Doane v. Millville Mut. Marine & Fire Ins. Co.

Citation45 N.J.E. 274,17 A. 625
PartiesDOANE v. MILLVILLE MUT. MARINE & FIRE INS. CO.
Decision Date17 May 1889
CourtNew Jersey Supreme Court

(Syllabus by the Court.)

Appeal from court of chancery; BIRD, Vice-Chancellor. See 11 Atl. Rep. 739.

Suit by S. H. Doane, a judgment creditor, against the Millville Mutual Marine & Fire Insurance Company. Several appeals were taken from various portions of the decree, relating to the distribution of the assets of the defendant company, which had been declared insolvent on bill filed by the complainant, a judgment creditor, by various parties. The appeals were argued together.
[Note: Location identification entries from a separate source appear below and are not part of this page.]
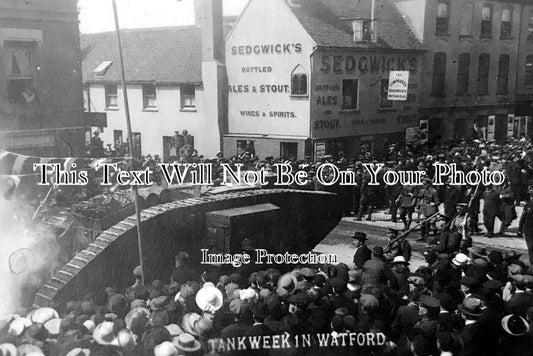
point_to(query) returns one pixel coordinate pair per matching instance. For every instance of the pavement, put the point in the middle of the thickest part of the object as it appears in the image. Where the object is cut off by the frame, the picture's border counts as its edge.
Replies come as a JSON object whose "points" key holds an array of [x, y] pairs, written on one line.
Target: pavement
{"points": [[340, 242]]}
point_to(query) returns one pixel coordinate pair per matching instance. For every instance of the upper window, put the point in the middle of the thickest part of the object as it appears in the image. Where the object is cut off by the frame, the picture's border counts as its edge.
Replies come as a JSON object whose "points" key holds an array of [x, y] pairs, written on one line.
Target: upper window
{"points": [[483, 74], [384, 102], [188, 97], [149, 96], [443, 17], [298, 81], [486, 21], [111, 97], [439, 74], [463, 73], [503, 74], [467, 14], [349, 93], [506, 26], [529, 70]]}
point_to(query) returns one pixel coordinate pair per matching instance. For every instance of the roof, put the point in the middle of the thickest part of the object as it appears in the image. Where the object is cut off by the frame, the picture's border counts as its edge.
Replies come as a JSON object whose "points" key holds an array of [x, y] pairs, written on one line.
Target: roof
{"points": [[325, 21], [160, 55]]}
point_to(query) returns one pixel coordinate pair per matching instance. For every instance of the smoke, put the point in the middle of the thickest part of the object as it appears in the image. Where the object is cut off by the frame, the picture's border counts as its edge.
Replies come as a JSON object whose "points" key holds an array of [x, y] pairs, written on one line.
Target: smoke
{"points": [[28, 256]]}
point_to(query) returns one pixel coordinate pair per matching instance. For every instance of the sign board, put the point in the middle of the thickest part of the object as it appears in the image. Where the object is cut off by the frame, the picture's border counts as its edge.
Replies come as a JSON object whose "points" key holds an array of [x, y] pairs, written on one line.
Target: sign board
{"points": [[491, 124], [510, 125], [398, 84], [320, 149]]}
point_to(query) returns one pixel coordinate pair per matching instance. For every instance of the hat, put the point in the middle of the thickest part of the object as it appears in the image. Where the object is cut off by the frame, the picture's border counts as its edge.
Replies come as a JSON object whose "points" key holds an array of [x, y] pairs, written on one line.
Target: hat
{"points": [[429, 302], [209, 298], [8, 350], [478, 251], [377, 251], [238, 307], [103, 333], [399, 259], [42, 315], [287, 282], [186, 342], [188, 322], [515, 325], [471, 307], [166, 348], [369, 301], [460, 259], [18, 326], [361, 236]]}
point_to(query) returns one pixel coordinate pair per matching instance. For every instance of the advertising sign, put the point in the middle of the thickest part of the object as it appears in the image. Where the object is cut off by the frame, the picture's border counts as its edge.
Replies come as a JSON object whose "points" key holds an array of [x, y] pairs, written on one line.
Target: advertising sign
{"points": [[398, 83]]}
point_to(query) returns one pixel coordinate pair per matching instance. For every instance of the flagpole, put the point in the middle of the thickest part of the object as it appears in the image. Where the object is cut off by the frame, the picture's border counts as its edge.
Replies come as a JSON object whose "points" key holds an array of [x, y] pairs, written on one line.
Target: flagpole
{"points": [[130, 138]]}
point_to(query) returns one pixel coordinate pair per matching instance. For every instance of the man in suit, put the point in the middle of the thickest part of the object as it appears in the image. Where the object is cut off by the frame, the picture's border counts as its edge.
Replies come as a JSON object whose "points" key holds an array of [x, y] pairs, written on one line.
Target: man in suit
{"points": [[525, 226], [491, 209], [362, 252]]}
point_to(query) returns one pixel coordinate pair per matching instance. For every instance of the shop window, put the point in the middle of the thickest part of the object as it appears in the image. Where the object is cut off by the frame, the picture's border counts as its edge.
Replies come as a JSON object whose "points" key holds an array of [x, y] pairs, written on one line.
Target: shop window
{"points": [[483, 74], [384, 101], [503, 74], [463, 73], [467, 15], [439, 74], [506, 25], [149, 96], [443, 17], [111, 97], [188, 97], [350, 89], [18, 64], [529, 70], [486, 21], [298, 81], [288, 150]]}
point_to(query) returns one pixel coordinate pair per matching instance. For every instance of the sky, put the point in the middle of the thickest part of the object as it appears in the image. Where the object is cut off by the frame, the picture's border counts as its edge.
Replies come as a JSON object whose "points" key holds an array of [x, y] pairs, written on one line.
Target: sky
{"points": [[97, 15]]}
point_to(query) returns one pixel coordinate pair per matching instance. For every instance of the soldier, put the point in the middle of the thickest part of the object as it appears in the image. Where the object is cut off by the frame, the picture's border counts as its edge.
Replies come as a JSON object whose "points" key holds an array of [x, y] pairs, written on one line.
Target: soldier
{"points": [[491, 209], [428, 206], [403, 248], [525, 226]]}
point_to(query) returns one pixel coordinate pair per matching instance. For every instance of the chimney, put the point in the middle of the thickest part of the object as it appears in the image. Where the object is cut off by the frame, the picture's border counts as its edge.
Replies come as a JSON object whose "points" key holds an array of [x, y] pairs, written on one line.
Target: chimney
{"points": [[208, 16]]}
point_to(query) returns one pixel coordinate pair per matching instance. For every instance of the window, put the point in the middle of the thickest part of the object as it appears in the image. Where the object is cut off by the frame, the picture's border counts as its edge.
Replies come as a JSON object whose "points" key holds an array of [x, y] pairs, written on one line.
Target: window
{"points": [[443, 17], [463, 73], [503, 74], [384, 101], [486, 21], [298, 81], [362, 31], [530, 27], [439, 74], [188, 97], [111, 97], [18, 64], [149, 96], [483, 74], [288, 150], [467, 14], [506, 27], [349, 93], [529, 70]]}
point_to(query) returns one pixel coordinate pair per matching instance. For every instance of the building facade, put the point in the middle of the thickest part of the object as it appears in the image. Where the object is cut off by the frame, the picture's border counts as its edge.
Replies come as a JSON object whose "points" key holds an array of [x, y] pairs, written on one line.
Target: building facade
{"points": [[41, 102], [313, 78], [477, 65], [175, 81]]}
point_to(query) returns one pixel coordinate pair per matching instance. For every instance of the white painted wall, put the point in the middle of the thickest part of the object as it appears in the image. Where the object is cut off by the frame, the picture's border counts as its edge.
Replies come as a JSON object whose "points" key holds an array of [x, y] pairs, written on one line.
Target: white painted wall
{"points": [[168, 117], [251, 30]]}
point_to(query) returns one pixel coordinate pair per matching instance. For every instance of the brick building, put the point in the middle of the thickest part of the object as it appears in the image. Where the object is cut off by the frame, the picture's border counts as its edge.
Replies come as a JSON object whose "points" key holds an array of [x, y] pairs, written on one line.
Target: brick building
{"points": [[478, 65], [41, 102], [312, 79]]}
Learning & Black, for J. Holmes Hand and Richard S. Learning, appellants. Mr. Pancoast, with John J Reeves et al., appellants. Grey & Grey, for John M. Moore and D. Wilson Moore, appellants. Jas. H. Nixon, with several policy-holders, appellants. William H. Potter, with Howard S. Carll and Ebenezer M. Wright, respondents. Thos. E. French, with the receiver, respondent.

DIXON, J. These appeals bring up for review parts of the decree made in pursuance of the opinion reported in 43 N. J. Eq. 522, 11 Atl. Rep. 739.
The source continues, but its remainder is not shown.